C'est pourquoi il est légitime de les faire figurer dans l'article 16, c'est-à-dire de ne pas compenser. C'est ce qu'a proposé le Gouvernement dans l'esprit de transparence qui le guide en ce domaine. Vous trouverez une nouvelle démonstration de cette transparence dans le rapport sur les dispositifs affectant l'assiette des cotisations et contributions, qui sera prochainement transmis au Parlement en application de la loi du 20 décembre 2002.
Je sais, monsieur Vasselle, combien vous êtes attaché à la clarification des relations financières entre le budget de l'État et le budget de la sécurité sociale. Je partage votre préoccupation, et c'est pourquoi, sans hypocrisie ou dissimulation, je souhaite définir le plus précisément possible ce qui doit être compensé par l'État, lequel, dans ce domaine, remplit ses obligations et assume ses responsabilités...
M. Bernard Cazeau. Vous savez bien que non !
Mme Raymonde Le Texier. C'est honteux de dire cela !
M. Éric Woerth, ministre. ... - j'ai déjà dit tout à l'heure que cela concerne 30 milliards d'euros -, et ce qui ne doit pas être compensé. C'est pourquoi je souhaite vivement que le Sénat adopte l'amendement n° 465, pour lequel je demande un vote par priorité.
M. le président. Quel est l'avis de la commission ?
M. Alain Vasselle, rapporteur. J'ai écouté avec une extrême attention l'argumentation développée par M. le ministre pour défendre l'amendement n° 465.
Permettez-moi de vous dire, monsieur le ministre, que, après la position que j'ai défendue au nom de la commission des affaires sociales, la proposition du Gouvernement de ne pas compenser deux exonérations supplémentaires pourrait être considérée par certains comme une provocation ! (Applaudissements sur les travées du groupe socialiste et du groupe CRC.)
M. Guy Fischer. C'est un moment unique !
M. Alain Vasselle, rapporteur.
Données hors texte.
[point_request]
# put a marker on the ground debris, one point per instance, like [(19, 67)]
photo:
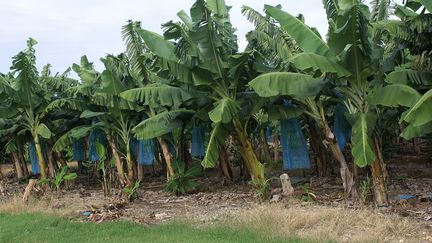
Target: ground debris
[(107, 212)]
Je ne cherche pas à faire des effets de manches pour me faire applaudir par nos collègues siégeant sur les travées du groupe socialiste et du groupe CRC. (Exclamations sur les travées du groupe socialiste et du groupe CRC.)
Nous ne mettons en doute ni votre honnêteté intellectuelle ni la volonté du Gouvernement de respecter l'esprit et la lettre de la loi organique relative au de financement de la sécurité sociale.
Vous être le premier ministre du budget à respecter l'esprit et la lettre de la loi organique en adoptant, dès la loi de financement de la sécurité sociale, dès le collectif budgétaire et dès la loi de finances, des mesures respectant intégralement ses dispositions. Nous ne pouvons que nous en réjouir et nous en féliciter.
Je ne mets aucunement en doute votre volonté de respecter la loi. Vous respectez d'ailleurs la loi organique, puisque vous faites apparaître très clairement les mesures qui ne feront pas l'objet d'une compensation au titre des exonérations.